Theophillia Shaw, Barbara Lewis, Peter Lovitt, Jill Kerry, David Furnival, Chris Bailey, Graham Harris,
Greater London: Theophilia Shaw, St Peter’s, Walworth
Theo works for a Christian charity in her day job and volunteers in a number of roles in her spare time. She leads the young people’s ministry at her local church where she contextualises what and how the scripture is applicable to young people in the 21st century. She co-leads the youth club which is designed to empower and equip young people to become leaders in their community and society. She is also the project manager of the winter night shelter at the church. Theo is one of the Parish Safeguarding Officers, looking out for the safety and wellbeing of children and vulnerable adults.

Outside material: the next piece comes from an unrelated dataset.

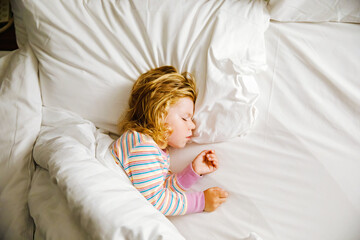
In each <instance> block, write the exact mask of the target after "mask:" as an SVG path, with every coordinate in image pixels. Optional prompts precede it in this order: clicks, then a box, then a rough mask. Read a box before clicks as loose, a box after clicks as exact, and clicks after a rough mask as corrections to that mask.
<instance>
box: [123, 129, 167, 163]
mask: <svg viewBox="0 0 360 240" xmlns="http://www.w3.org/2000/svg"><path fill="white" fill-rule="evenodd" d="M119 141H121V143H119V144H120V145H123V146H124V145H125V146H127V147H126V148H127V149H128V151H129V154H130V155H132V154H135V155H136V154H137V153H140V152H141V153H143V152H146V153H147V154H154V155H157V156H162V157H165V158H167V157H168V152H167V151H164V150H162V149H160V148H159V146H158V145H157V144H156V142H155V141H154V139H152V138H151V137H150V136H148V135H146V134H143V133H140V132H137V131H134V130H128V131H126V132H124V133H123V134H122V136H121V137H120V138H119Z"/></svg>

Scotland: Barbara Lewis, Annan United Reformed Church
Barbara works to engage young people with the church and music, working with the choir and a music group that she runs. The concerts that she puts on with each of these groups are excellent and the young people involved really enjoy themselves. Barbara also leads and conducts the Border Strathspey and Reel Society, a group of people who play traditional Scottish music, and she organised a concert by them to raise funds for major roof repairs for the church. The church is based in a small town which has pockets of major deprivation and since facilities were introduced, it has become a much needed hub for the local community.
Wales: Peter Lovitt, St German’s Church, Adamsdown, Cardiff
Peter is People’s Churchwarden and is involved in every aspect of both looking after the building and the activities taking place in the Parish. The church’s upkeep is a major challenge for the local area and since arriving, Peter has made all the difference to its future and place in the community. He has successfully organised and fundraised for a series of capital building projects and is now working on installing additional facilities for the church so that it can do even more for the community. Along with his wife, Peter volunteers as part of the Cardiff Churches Nightshelter network of seven churches from a range of denominations which provide accommodation for the homeless every night of the week from December through to March.
Northern Ireland: Jill Kerry, Ulster Historic Churches Trust
Jill has contributed to Northern Ireland’s churches and local communities through a three year maintenance project. The project has explored the use of drones for high level building inspections. The project has so far assisted 16 churches who have taken part with small maintenance grants and is due to work with a further 8 churches in the coming months. Looking after historic buildings creates an acute concern in Northern Ireland and many are at risk of closure. Jill has used over 20 years of experience as a chartered architect, working exclusively in conservation, to prevent these buildings from being closed and ensure that they remain an important part of the local community.
Central England: David Furnival, Herefordshire Historic Churches Trust
David devotes a high part of his life to the churches of Herefordshire and their promotion to the wider community. He passionately believes that churches should be recognised as a vital part of our heritage, and that non-churchgoers should feel as closely linked with their futures as Christian congregations. He set up a new website for the Trust, publishes a blog once a month and is extremely active on social media. David sees inclusion as central to his work as Chairman of the Trust and has built good relationships with all parts of both the church and local community. His most successful scheme is ‘Music in Quiet Places’ which encourages people who do not usually interact with churches to enjoy them through music. David’s initiatives are partly about raising funds for the Trust, but also demonstrate a passion for engaging whole communities in the future of their local historic buildings.
North of England: Chris Bailey, Art in Churches
Chris created a local voluntary group with the aim of bringing major contemporary art to the countryside, providing commissions and exhibition space for inspirational artists and attracting communities back to their local churches. A number of churches on a 26 mile trail are involved in the project and manned by volunteers. 7 artists created 7 new sculptures for the project which are capturing the interests of new audiences and connecting the contemporary with the surrounding landscape. The project follows an objective of “art for all” and they also run an education programme which sees artists go into local primary schools.
South of England: Graham Harris
Graham has been dedicated to churches in Somerset, served the local community and helped enable greater public engagement with churches. He is an active volunteer with the Friends of Leigh Church which supports the repair and conservation of St Giles’ Church and improve community facilities including a café where vulnerable local people. Graham set up the Leigh on Mendip Activity Group which provides support to older people while working to reduce loneliness. He has also been an active Ride and Stride Volunteer for the Somerset Churches Trust and put together the East Mendip Churches Heritage Trail, which raises over £1,000 per year.